There may have been some countries in which particular Protestant denominations, at particular times in history, observed Good Friday more than Easter -- perhaps strict Protestant sects such as the Calvinists or Puritans, some of whom also hardly celebrated Christmas either in a way that we would recognize. But such sects were far more common in past centuries than they are today; and even in the early years of the Reformation, other Protestants, such as Lutherans and Anglicans, were less severe. It's very often a mistake to say anything sweeping about 'Protestants' as a whole, because there are so many different kinds of Protestants.
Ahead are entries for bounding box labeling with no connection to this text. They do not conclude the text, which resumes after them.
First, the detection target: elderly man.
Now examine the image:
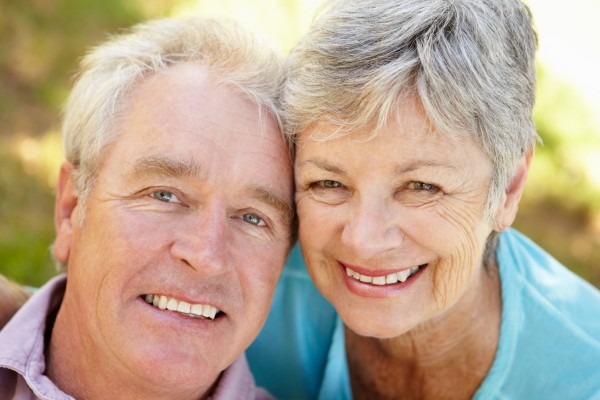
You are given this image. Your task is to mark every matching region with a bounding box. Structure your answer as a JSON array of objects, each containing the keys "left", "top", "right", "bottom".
[{"left": 0, "top": 16, "right": 293, "bottom": 399}]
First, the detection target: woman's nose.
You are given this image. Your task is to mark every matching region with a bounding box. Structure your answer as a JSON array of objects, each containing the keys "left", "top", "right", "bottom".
[{"left": 342, "top": 200, "right": 404, "bottom": 259}]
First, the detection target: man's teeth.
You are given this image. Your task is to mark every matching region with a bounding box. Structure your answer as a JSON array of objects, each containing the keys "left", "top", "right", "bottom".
[
  {"left": 346, "top": 266, "right": 421, "bottom": 286},
  {"left": 143, "top": 294, "right": 219, "bottom": 319}
]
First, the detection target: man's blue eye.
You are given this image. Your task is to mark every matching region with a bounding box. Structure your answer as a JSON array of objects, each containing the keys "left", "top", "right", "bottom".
[
  {"left": 151, "top": 190, "right": 179, "bottom": 203},
  {"left": 242, "top": 214, "right": 265, "bottom": 225},
  {"left": 319, "top": 179, "right": 342, "bottom": 189}
]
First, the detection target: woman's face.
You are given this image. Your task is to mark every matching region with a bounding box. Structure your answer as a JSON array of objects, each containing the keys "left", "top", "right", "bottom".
[{"left": 296, "top": 99, "right": 491, "bottom": 338}]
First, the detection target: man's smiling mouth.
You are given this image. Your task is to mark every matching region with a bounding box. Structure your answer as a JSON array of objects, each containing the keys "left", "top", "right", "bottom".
[{"left": 141, "top": 294, "right": 221, "bottom": 319}]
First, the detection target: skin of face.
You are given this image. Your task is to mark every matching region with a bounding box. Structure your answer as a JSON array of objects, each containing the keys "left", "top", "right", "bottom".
[
  {"left": 295, "top": 100, "right": 526, "bottom": 339},
  {"left": 50, "top": 63, "right": 293, "bottom": 398}
]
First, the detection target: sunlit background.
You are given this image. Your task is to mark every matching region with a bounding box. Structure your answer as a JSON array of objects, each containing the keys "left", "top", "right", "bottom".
[{"left": 0, "top": 0, "right": 600, "bottom": 288}]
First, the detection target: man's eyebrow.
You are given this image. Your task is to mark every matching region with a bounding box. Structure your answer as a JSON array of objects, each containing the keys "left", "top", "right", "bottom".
[
  {"left": 246, "top": 186, "right": 294, "bottom": 224},
  {"left": 298, "top": 157, "right": 346, "bottom": 175},
  {"left": 127, "top": 156, "right": 204, "bottom": 180}
]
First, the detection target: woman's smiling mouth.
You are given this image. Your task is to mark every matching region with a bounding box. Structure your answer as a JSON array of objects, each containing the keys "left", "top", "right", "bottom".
[{"left": 344, "top": 264, "right": 427, "bottom": 286}]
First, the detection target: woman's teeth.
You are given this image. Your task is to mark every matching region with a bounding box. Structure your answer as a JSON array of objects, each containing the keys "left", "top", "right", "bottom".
[
  {"left": 142, "top": 294, "right": 219, "bottom": 319},
  {"left": 346, "top": 265, "right": 425, "bottom": 286}
]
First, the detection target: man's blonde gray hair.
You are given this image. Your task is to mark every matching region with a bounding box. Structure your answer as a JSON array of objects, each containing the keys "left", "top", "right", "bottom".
[
  {"left": 283, "top": 0, "right": 537, "bottom": 218},
  {"left": 62, "top": 18, "right": 291, "bottom": 201}
]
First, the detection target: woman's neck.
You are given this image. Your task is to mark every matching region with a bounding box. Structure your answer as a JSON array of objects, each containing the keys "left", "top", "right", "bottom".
[{"left": 346, "top": 265, "right": 502, "bottom": 399}]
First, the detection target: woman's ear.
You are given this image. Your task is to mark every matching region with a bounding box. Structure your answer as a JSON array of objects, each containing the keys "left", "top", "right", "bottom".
[
  {"left": 53, "top": 161, "right": 79, "bottom": 264},
  {"left": 493, "top": 149, "right": 533, "bottom": 232}
]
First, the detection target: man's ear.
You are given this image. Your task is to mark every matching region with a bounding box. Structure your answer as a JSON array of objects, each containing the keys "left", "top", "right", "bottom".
[
  {"left": 493, "top": 149, "right": 533, "bottom": 232},
  {"left": 53, "top": 161, "right": 79, "bottom": 264}
]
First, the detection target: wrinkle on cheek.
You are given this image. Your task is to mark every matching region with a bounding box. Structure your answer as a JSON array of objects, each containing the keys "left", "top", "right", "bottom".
[{"left": 433, "top": 208, "right": 484, "bottom": 310}]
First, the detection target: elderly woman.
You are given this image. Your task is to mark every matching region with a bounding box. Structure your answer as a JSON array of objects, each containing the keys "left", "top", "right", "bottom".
[{"left": 248, "top": 0, "right": 600, "bottom": 399}]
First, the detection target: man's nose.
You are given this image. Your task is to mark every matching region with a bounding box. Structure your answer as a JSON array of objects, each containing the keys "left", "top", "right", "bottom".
[
  {"left": 342, "top": 199, "right": 404, "bottom": 259},
  {"left": 171, "top": 205, "right": 231, "bottom": 275}
]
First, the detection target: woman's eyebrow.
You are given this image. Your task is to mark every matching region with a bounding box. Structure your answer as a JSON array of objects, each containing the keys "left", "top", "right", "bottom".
[
  {"left": 394, "top": 160, "right": 457, "bottom": 176},
  {"left": 126, "top": 156, "right": 205, "bottom": 180}
]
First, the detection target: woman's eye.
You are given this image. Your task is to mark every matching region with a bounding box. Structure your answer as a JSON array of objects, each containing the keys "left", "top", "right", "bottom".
[
  {"left": 150, "top": 190, "right": 181, "bottom": 203},
  {"left": 242, "top": 214, "right": 265, "bottom": 226},
  {"left": 408, "top": 182, "right": 438, "bottom": 191}
]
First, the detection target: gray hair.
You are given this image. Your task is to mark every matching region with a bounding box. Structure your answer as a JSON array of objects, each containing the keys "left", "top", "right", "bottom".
[
  {"left": 62, "top": 18, "right": 291, "bottom": 202},
  {"left": 282, "top": 0, "right": 537, "bottom": 218}
]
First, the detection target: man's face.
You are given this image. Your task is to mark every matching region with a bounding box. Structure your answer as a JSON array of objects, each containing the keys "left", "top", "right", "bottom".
[{"left": 55, "top": 64, "right": 293, "bottom": 394}]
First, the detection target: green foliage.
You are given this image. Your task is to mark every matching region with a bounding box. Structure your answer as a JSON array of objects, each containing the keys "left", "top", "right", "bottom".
[{"left": 0, "top": 151, "right": 56, "bottom": 286}]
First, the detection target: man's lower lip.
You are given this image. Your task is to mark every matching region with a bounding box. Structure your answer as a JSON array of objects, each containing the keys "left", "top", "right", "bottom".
[{"left": 340, "top": 264, "right": 427, "bottom": 298}]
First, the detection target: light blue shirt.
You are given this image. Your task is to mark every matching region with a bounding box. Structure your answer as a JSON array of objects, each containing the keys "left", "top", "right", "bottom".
[{"left": 247, "top": 230, "right": 600, "bottom": 400}]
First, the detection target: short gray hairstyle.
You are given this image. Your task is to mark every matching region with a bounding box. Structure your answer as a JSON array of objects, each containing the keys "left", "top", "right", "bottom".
[
  {"left": 282, "top": 0, "right": 537, "bottom": 218},
  {"left": 62, "top": 18, "right": 291, "bottom": 201}
]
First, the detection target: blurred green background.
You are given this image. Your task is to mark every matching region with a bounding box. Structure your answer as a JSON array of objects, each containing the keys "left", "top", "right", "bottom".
[{"left": 0, "top": 0, "right": 600, "bottom": 288}]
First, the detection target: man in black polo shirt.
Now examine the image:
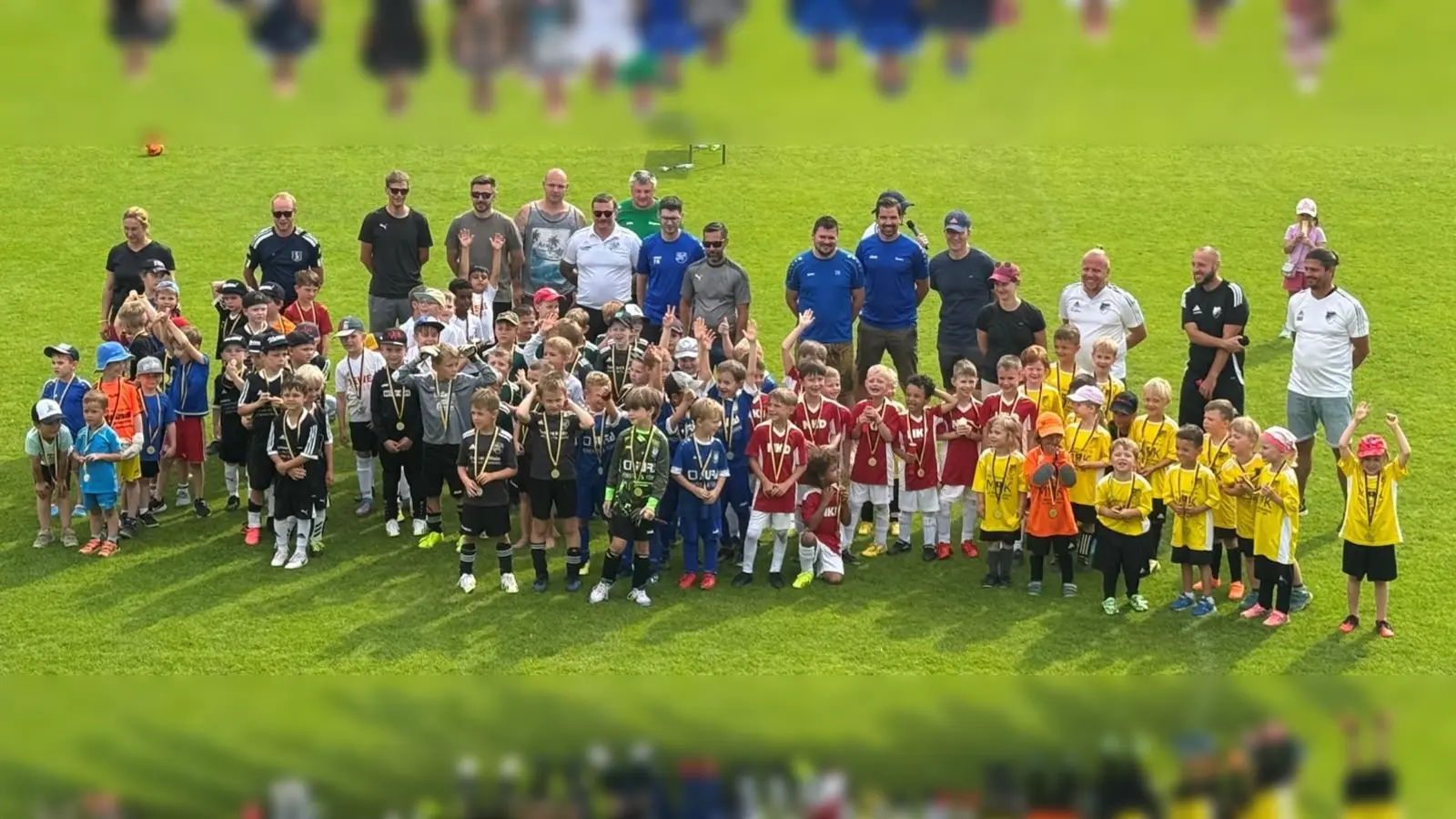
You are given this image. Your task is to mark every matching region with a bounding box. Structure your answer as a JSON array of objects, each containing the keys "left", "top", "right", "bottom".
[
  {"left": 1178, "top": 248, "right": 1249, "bottom": 426},
  {"left": 243, "top": 191, "right": 323, "bottom": 308},
  {"left": 359, "top": 170, "right": 430, "bottom": 332}
]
It's true that early Protestantism as a whole did de-emphasize public holidays. Religious celebrations became on the whole simpler, and focused more on worship inside the church than on merrymaking outside it, which had often been carried to secular excess, as they saw it -- think of Carnival/Mardi Gras, and saints' days celebrated with parades, fairs, and other public revelry. The Reformation produced related social changes, such as the so-called Protestant work ethic, that also had advantages when practiced in moderation, but disadvantages when taken to extremes -- not unlike the Catholic celebrations they had reacted against. It also produced the separation of church and state, which is partly what's at the root of the idea that it's good for the state to permit variety in religious observance, so that not every religious holiday needs to be a public holiday.